Gone and forgotten: The history buried in Nova Scotia’s abandoned cemeteries
Global News
In the past year, Abandoned Cemeteries of Nova Scotia has charted nearly 100 burial sites scattered across the province.
The only mark of “Baby’s” time on Earth is a tombstone with a rabbit engraving, slowly being swallowed by the wilds of Nova Scotia over more than a century.
Even that may have been lost had Steve Skafte not scoured the unruly fields of Plympton, Digby County, to find the Hardscratch burial ground guarded behind a rusty gate.
He cut through the thicket of pine trees, swept aside the blanket of deadfall and brushed off the moss shrouding the rickety cairn.
After clearing the area for future visitors, Skafte posted photos and GPS co-ordinates of the graves to Abandoned Cemeteries of Nova Scotia, a Facebook group devoted to chronicling orphaned burial grounds.
The gone and forgotten die twice, said Skafte – once in life, then again in memory.
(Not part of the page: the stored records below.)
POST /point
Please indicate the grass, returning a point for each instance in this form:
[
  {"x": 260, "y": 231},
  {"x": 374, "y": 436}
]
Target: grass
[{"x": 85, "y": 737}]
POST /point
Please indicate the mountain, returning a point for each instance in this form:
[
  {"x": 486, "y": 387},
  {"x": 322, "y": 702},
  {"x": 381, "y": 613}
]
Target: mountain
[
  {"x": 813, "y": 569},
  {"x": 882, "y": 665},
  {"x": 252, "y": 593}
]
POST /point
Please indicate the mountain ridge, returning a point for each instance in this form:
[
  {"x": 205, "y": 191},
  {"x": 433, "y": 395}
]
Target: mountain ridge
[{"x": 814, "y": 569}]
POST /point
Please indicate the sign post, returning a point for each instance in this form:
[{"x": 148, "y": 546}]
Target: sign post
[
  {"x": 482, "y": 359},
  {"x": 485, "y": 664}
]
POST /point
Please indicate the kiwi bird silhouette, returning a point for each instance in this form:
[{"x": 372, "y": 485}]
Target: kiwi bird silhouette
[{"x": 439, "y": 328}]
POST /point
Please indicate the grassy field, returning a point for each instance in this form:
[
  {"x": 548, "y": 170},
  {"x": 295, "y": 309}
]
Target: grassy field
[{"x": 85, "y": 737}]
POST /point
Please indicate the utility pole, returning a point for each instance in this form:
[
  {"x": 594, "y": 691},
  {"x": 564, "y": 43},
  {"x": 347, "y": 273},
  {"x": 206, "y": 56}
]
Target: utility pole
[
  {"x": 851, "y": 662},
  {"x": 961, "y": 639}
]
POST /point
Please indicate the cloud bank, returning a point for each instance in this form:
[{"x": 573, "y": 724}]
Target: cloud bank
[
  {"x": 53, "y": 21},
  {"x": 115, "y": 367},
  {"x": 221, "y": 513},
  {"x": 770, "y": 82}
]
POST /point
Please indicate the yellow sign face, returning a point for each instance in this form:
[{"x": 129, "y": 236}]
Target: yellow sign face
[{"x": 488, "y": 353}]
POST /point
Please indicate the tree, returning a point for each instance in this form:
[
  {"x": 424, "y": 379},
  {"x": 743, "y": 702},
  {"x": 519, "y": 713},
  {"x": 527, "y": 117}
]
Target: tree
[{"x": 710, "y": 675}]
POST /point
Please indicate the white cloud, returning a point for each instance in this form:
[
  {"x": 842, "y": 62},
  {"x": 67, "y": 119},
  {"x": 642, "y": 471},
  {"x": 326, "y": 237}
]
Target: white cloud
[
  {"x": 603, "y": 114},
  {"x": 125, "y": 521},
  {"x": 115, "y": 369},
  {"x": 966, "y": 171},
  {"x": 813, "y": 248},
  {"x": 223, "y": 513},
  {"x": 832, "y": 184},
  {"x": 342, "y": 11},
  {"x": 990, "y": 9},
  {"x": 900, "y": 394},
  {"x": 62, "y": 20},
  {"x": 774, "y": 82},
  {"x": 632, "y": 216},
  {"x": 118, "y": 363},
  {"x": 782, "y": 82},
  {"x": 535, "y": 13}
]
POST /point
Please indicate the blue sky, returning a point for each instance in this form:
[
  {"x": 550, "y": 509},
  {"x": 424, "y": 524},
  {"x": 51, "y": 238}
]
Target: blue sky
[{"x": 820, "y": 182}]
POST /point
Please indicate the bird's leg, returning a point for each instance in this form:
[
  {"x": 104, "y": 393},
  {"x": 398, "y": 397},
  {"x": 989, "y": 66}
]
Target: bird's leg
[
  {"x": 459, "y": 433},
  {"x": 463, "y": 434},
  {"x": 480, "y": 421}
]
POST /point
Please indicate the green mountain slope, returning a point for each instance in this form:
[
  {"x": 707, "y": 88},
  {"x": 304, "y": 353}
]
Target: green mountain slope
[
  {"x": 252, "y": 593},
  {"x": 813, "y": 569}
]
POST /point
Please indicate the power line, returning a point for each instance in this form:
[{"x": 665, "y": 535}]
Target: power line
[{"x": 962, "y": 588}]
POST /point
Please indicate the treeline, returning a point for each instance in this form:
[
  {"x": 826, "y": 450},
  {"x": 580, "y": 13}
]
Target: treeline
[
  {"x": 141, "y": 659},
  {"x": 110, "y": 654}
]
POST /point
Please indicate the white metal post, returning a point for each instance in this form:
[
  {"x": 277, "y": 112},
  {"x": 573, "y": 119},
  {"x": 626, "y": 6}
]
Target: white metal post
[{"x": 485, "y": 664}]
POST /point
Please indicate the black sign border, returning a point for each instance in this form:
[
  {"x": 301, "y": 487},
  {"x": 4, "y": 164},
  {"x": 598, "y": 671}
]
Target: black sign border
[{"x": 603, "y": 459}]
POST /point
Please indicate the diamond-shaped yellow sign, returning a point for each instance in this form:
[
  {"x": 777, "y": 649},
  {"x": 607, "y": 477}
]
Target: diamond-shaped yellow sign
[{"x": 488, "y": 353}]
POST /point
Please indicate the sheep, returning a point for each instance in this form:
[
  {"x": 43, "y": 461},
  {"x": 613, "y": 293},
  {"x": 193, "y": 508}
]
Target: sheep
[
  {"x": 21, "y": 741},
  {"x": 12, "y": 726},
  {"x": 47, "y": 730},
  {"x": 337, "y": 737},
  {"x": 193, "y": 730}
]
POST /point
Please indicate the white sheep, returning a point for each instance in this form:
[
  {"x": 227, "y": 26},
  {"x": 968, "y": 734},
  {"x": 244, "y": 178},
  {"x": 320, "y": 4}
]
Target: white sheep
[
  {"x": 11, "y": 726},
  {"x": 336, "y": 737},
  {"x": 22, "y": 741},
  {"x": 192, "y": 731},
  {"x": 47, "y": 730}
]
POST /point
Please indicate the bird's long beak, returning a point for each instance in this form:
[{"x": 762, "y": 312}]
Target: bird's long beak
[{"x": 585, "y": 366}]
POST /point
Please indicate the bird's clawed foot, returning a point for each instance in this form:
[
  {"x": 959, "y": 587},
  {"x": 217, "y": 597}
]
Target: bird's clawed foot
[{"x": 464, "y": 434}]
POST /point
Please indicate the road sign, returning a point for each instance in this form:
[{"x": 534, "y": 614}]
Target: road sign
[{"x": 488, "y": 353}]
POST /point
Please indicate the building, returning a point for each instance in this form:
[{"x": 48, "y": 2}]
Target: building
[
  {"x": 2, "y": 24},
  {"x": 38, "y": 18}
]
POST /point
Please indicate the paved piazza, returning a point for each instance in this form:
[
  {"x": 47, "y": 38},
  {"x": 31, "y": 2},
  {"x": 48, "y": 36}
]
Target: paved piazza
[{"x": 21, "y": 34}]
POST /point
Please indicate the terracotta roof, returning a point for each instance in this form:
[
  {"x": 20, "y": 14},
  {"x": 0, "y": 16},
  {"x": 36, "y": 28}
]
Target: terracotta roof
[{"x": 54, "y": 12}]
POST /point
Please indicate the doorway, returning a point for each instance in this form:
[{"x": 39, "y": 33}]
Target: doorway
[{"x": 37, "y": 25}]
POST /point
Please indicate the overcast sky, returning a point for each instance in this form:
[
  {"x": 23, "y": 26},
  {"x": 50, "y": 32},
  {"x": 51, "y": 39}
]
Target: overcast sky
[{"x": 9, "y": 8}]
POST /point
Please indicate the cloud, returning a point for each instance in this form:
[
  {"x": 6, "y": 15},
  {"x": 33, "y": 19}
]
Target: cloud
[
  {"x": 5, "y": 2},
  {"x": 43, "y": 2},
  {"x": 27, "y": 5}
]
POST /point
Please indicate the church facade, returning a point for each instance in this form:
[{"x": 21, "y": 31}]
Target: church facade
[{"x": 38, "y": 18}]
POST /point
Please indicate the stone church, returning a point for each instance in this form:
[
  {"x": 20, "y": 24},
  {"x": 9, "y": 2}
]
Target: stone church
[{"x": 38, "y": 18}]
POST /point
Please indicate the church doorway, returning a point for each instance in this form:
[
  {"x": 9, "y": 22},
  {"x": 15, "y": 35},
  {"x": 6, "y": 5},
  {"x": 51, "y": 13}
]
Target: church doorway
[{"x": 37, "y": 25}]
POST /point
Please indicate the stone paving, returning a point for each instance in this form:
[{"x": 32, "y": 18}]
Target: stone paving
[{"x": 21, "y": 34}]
In that sense, he said, the project’s mission is to resurrect these crumbling monuments to Nova Scotia’s history.
“It’s like a first step to make sure it doesn’t disappear,” said Skafte, a writer and photographer based in Bridgetown. “We’ll make sure that if somebody comes along years later, and they’re all in worse state than I even found them, they’ll never be lost again.”
In the past year, Abandoned Cemeteries of Nova Scotia has charted nearly 100 burial sites scattered across the province, from the far reaches of Cape Breton to Skafte’s stomping grounds in Annapolis Valley, which has so many plots he refers to it as “the dead centre.”
A cemetery is considered “abandoned” if it doesn’t receive regular maintenance, but the overgrowth on many sites is so impenetrable that Skafte presumes they haven’t been touched in decades.